Castello di Borghese 2002 Pinot Noir and Roth's Private Reserve Cheese

Last night, we met with a few old friends. And for the occasion, we opened at their house, another dust covered bottle - this time a Castello di Borghese 2002 Pinot Noir.

As many of you already know, this was the old Hargrave winery, founded by Louisa and Alex Hargrave, the oldest vineyard in Long Island. Since 1999, the first vineyard on the North Fork has been in the creative hands of Prince Marco and Princess Ann Marie Borghese, who promptly renamed it Castello di Borghese -- Castle of the Borgheses. The 2003 season marked the 30th anniversary of this founding vineyard of the Long Island wine industry.
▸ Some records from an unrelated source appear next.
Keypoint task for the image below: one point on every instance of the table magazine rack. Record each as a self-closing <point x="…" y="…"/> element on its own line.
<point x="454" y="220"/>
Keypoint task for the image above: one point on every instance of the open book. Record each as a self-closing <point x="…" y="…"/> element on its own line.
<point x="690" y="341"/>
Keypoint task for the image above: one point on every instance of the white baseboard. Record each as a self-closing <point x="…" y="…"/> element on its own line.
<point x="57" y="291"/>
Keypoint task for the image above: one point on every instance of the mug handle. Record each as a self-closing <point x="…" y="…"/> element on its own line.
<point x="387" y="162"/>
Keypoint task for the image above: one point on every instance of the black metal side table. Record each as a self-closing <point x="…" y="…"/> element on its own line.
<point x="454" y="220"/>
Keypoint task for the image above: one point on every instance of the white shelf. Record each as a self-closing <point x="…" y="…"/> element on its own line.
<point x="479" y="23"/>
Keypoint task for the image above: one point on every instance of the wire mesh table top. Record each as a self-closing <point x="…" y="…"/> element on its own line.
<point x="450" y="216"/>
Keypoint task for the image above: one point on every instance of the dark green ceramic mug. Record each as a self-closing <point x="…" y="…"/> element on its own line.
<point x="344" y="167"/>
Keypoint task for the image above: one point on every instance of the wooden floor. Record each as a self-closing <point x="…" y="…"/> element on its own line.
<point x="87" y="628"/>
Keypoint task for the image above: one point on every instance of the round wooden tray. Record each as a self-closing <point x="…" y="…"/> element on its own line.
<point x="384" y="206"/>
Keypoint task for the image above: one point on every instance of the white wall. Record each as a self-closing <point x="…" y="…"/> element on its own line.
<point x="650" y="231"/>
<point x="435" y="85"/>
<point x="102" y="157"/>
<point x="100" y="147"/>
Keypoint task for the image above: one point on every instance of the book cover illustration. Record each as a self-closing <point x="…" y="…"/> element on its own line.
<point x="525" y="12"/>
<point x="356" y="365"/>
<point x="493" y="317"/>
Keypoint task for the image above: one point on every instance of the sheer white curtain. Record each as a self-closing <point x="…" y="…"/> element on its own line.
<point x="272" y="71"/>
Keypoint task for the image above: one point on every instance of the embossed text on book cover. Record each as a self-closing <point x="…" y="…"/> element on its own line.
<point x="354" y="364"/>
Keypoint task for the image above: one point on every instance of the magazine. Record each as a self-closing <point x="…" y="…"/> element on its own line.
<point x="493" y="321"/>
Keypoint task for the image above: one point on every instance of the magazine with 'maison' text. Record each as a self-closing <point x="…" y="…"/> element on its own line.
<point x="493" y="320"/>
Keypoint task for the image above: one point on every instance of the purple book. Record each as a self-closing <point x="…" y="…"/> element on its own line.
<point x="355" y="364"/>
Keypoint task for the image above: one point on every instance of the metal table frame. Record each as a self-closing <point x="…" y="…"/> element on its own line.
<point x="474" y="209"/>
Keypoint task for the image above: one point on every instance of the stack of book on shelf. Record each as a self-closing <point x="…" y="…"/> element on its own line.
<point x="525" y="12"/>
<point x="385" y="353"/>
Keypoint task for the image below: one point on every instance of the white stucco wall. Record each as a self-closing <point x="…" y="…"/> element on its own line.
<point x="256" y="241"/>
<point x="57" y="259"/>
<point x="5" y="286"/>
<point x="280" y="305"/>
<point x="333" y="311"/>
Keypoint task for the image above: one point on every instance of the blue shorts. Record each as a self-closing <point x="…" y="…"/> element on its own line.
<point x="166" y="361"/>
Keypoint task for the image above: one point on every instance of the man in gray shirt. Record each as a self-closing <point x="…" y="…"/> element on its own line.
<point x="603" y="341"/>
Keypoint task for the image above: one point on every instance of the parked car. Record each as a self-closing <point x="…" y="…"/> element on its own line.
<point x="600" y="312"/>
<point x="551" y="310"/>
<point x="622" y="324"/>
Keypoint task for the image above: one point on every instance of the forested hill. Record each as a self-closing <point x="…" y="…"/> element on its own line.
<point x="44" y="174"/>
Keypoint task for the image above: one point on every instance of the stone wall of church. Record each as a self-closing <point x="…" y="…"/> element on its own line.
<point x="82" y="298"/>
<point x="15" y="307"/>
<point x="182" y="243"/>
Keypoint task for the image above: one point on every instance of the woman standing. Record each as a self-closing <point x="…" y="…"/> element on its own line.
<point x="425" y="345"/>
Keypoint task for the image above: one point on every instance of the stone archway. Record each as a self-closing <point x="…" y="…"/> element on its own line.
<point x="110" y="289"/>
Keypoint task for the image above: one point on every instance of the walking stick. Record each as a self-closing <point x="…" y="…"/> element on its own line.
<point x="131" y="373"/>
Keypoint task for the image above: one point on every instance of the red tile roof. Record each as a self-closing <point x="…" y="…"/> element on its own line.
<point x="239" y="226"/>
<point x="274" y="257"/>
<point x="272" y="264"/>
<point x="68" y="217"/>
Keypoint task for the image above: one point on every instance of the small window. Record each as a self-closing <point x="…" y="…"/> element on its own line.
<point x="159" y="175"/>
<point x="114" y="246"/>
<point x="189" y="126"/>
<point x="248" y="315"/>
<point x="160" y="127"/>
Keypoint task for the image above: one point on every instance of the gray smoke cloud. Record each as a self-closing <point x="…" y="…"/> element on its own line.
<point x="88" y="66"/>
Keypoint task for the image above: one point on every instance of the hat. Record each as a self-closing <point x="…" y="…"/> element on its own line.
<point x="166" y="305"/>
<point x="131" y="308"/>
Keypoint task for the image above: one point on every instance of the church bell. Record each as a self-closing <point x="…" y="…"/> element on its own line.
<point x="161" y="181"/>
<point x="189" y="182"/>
Ann Marie and Marco continue to apply new levels of energy, watching the vineyard evolve graciously under their stewardship.

The new owners have expanded the vineyard in Long Island, redesigned the tasting room and set up a cafe-like seating area, one indoors and another outdoors, to allow people a greater degree of relaxation when tasting the ever-expanding selection of Castello di Borghese wines. The year 2001, for example, marked the debut of a new label, the Borghese Meritage, a blend of Cabernet Sauvignon, Merlot and Cabernet Franc.

Dominique and I went there during our tenth wedding anniversary, and I bought, what Dominique then said was "too much wine." That is a constant refrain given my spendthrift ways when it comes to wine purchases.

Dominique had bought a new cheese which she was dying to try. And so she opened it up, and laced it on the table. It was excellent. A hard, cheddar/Parmesan style cheese. Nice nuttiness. A little sugary crunch to it. Excellent!

"John Lee Roth's Private Reserve, a new cheese from Wisconsin's 17-year-old Roth Käse dairy, had an auspicious debut at this year's American Cheese Society competition," wrote Janet Fletcher in the September 7, 2007 article Roth's cheese stands alone on

"The cheese placed first in the American Original category for cow's milk, a prestigious award created for cheeses that are uniquely American in inspiration and not modeled after an existing cheese from elsewhere. It also placed third overall, out of more than 1,200 entries, an impressive feat for a newbie," wrote Fletcher. "Roth Käse specializes in alpine-style cheeses, such as Gruyere. In fact, its Surchoix Gruyere took Best of Show at the ACS competition a few years ago. But for its Private Reserve, the company was aiming for a style "other than Gruyere," says Fermo Jaeckle, the company's chief executive."

Back to our wine. So we opened the bottle of Pinot Noir. It has a beautiful, translucent light-ruby red. A nice nose of dried cherries and a slight touch of vanilla. The wine filled your mouth with fresh cherries, and finished dry, with a dash of black pepper at the end. It was wonderful. And a great accompaniment to the cheese. This wine cellared well, and was smoother and more elegant than when I had first tasted it back in 2005 - a testament to good wine making. Wonderful! Everything you hope for.

The kids played, the adults chatted, and sipped wine and ate cheese. A great night, and a great time with old friends.